What David Cameron needs to learn about web content

It’s rare that we engage in political discussions here at Write My Site but seeing as the latest Government controversy is rather closely related to what we do for a living (that’s writing web content, in case you didn’t know!), we thought we’d jump on in with our analysis.

We’re talking, of course, about the furore surrounding the Conservatives’ decision to delete large chunks of content from their website, and remove some of the WebCameron series from YouTube. Most of the deleted content relates to speeches and statements made prior to the 2010 general election. The Tories have also been accused of displaying an Orwellian desire to purge all pre-election material from the public domain, by including directions within their website’s robots.txt file not to direct users to the deleted content should they attempt to access it.

It is the second action (since reversed) that has attracted the greatest amount of criticism from the press, although this is largely due to a lack of understanding about how the robots.txt file actually works.
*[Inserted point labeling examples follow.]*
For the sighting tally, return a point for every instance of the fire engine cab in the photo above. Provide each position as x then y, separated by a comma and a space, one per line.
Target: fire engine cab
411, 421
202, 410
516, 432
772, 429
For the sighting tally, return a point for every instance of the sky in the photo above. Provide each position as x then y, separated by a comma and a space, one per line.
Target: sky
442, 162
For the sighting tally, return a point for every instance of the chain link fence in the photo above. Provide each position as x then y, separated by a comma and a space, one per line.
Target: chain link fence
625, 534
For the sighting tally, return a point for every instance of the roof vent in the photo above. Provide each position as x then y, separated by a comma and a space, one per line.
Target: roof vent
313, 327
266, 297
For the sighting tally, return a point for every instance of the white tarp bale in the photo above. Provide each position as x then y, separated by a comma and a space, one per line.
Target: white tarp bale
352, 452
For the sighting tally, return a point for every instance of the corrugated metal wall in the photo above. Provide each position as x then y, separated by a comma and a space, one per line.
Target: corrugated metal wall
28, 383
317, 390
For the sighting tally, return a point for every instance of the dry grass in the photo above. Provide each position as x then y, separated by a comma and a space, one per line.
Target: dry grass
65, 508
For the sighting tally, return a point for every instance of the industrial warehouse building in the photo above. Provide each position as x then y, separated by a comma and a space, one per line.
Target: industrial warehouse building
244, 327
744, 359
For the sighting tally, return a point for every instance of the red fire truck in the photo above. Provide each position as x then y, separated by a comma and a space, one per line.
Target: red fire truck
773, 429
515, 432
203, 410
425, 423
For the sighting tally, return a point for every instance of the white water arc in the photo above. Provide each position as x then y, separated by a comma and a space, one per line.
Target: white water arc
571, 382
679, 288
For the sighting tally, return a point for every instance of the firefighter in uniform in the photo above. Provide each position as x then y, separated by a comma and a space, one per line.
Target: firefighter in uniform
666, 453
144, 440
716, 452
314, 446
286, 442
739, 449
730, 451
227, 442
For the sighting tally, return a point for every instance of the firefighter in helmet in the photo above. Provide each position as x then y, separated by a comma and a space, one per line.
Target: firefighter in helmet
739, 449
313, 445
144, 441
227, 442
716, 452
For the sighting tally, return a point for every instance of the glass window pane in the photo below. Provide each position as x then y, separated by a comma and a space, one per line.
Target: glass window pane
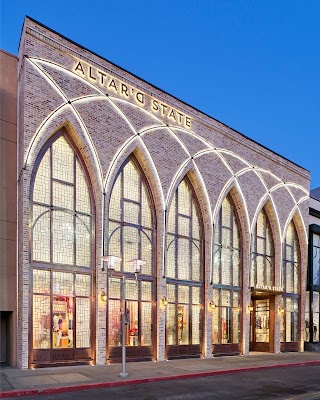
184, 226
236, 326
115, 201
63, 195
171, 324
131, 213
196, 264
183, 294
172, 216
215, 326
146, 252
171, 293
195, 223
83, 241
184, 199
41, 234
63, 283
41, 322
183, 324
226, 213
41, 190
146, 217
62, 160
131, 289
63, 238
83, 333
114, 323
83, 202
183, 258
114, 288
41, 281
316, 307
307, 318
171, 257
131, 185
316, 259
146, 291
83, 285
146, 324
196, 295
133, 337
195, 324
115, 242
131, 241
62, 331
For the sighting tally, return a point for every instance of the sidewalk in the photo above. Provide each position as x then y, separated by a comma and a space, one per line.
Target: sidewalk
16, 382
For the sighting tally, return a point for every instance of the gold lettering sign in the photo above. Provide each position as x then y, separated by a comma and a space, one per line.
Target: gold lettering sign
269, 288
115, 86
The reality is far more mundane than the popular conspiracy theory that the Tories have executed a Machiavellian plan to purge the Internet of the entirety of their thoughts, beliefs, statements and intentions prior to the 2010 general election.  Copies of pre-2010 material can easily be accessed within a few clicks, via the UK Web Archive, a project run by the British Library to archive British websites. There are also numerous websites, accessible via a simple Google search, that have archived political speeches from all the major parties.

Nevertheless, the decision to delete large portions of website and YouTube content in this way still flies in the face of best practice. The statements by Chris Grayling and a Conservative party spokesperson respectively that there is “a limit to how much you can put and keep on your website year after year”, and that the changes to the website were to “allow people to quickly and easily access the most important information we provide” fail to ring true. A modern website with good design and navigation should have no difficulty putting in place a structure that enables enormous volumes of content to be stored.
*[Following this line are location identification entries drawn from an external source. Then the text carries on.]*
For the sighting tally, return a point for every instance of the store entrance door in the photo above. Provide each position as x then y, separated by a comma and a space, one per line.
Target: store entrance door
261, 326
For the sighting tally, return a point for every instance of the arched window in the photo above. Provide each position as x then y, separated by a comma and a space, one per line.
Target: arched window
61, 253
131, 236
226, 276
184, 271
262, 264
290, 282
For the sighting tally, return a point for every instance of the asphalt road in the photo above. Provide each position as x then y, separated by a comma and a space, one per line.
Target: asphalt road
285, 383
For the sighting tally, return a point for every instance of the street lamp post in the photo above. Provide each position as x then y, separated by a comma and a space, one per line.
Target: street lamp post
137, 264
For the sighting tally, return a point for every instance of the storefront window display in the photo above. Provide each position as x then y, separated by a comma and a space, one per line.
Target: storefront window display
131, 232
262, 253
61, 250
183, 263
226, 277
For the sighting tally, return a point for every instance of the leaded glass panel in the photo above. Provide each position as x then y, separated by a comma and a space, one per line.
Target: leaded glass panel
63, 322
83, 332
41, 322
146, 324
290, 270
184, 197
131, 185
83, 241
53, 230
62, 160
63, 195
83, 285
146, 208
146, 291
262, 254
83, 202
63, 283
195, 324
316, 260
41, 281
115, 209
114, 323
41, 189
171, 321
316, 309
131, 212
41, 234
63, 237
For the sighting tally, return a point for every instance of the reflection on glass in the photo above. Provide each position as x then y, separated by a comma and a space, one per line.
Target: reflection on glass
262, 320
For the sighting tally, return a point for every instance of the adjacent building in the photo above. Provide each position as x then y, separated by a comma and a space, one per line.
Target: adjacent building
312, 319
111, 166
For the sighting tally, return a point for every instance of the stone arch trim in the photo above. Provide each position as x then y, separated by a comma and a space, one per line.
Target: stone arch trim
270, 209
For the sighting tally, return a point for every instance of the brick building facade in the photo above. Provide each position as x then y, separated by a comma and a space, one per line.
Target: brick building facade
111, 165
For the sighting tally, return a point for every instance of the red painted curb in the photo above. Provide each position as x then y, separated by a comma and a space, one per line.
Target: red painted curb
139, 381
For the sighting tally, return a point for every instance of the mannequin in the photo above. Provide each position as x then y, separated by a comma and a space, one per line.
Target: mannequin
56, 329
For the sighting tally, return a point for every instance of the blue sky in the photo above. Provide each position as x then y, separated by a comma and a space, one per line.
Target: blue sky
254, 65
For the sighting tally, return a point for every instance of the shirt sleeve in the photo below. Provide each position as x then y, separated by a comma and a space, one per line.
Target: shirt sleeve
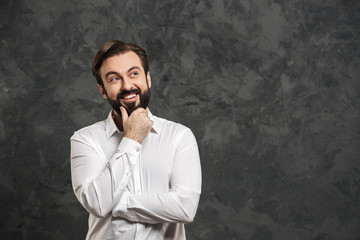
99, 184
180, 203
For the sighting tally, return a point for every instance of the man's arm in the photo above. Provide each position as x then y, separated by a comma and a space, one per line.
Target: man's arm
98, 184
177, 205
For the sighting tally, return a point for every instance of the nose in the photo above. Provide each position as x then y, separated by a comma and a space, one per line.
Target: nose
126, 84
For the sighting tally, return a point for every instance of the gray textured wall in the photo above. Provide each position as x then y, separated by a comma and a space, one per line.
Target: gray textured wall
270, 88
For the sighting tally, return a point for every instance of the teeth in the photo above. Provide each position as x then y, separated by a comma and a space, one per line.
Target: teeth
130, 96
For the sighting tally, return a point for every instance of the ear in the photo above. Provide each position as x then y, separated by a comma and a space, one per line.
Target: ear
148, 79
102, 91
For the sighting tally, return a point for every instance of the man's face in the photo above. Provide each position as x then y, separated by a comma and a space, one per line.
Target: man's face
125, 82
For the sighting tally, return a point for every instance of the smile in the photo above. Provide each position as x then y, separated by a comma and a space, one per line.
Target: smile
130, 96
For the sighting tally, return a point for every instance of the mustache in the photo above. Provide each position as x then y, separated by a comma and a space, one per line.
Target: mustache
125, 92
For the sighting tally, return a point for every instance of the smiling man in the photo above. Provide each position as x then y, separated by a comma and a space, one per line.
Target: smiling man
137, 175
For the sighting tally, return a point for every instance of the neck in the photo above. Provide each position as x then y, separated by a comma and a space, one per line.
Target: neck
118, 120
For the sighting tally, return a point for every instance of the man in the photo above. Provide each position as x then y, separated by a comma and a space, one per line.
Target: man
137, 175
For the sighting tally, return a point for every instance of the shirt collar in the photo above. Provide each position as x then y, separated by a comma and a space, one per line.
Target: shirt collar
111, 128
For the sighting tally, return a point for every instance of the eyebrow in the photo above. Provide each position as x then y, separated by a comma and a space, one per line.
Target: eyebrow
116, 73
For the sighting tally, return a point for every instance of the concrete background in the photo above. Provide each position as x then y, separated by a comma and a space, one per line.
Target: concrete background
270, 88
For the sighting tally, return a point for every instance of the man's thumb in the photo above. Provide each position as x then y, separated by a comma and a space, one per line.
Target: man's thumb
124, 115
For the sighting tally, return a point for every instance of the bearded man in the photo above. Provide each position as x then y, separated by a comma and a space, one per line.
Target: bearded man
138, 175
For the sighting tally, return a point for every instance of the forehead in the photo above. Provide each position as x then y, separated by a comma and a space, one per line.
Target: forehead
121, 63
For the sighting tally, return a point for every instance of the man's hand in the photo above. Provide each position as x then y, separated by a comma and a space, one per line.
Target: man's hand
138, 125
Cameron’s content masterclass

With that in mind, we took a look at the Conservative’s website and discovered numerous problems with its content.

So, David Cameron, if you’re reading, here are a few key lessons to help you create the right sort of content for your party’s website:

Lesson no. 1: Get rid of your splash page

Pestering people to join your mailing list before they’ve had the chance to look around your site is spammy, and poor practice.
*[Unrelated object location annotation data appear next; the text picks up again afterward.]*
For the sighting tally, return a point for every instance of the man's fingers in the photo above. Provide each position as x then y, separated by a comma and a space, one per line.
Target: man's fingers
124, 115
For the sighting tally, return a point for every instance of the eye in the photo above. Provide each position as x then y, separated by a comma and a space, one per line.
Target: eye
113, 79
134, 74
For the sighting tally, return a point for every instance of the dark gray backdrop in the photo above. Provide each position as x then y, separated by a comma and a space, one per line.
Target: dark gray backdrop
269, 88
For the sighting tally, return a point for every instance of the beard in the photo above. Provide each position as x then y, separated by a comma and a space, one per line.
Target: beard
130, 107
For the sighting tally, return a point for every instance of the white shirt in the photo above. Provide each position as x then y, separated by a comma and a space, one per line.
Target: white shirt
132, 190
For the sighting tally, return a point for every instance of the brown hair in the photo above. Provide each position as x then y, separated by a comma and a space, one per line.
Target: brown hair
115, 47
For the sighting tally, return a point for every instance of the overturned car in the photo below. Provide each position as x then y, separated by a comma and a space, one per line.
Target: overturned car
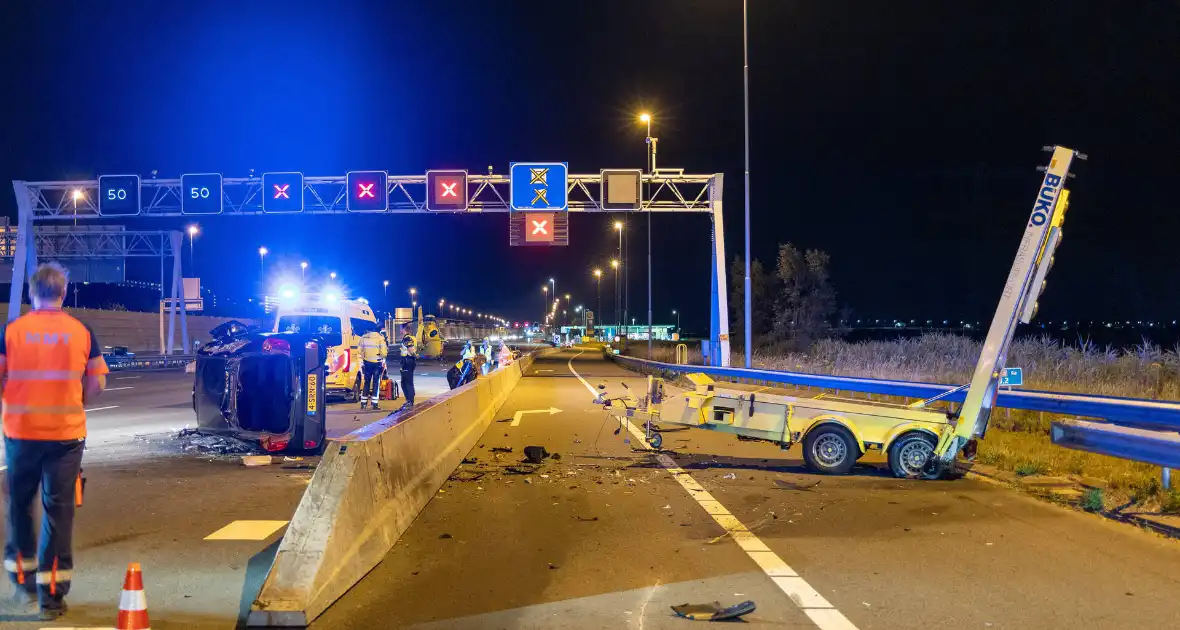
262, 386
Conservative website splash page

Lesson number 2: Link to your ‘Blue Blog’ from the home page menu

If the purpose of the website is to provide a platform for the party’s views, the blog needs to be part of the main navigation – and that means linking to it from the home page.

Lesson no. 3: Update your 1990s menu bar

Tiny font, grey text, ugly boxes: yuck!

Conservative website menu bar


Lesson number 4: (The one we’ve all been waiting for ….) DON’T DELETE YOUR CONTENT!

All you need is a tab on your navigation called ‘Archive’, which enables the user to search historic content by date, topic or other criteria. Easy peasy!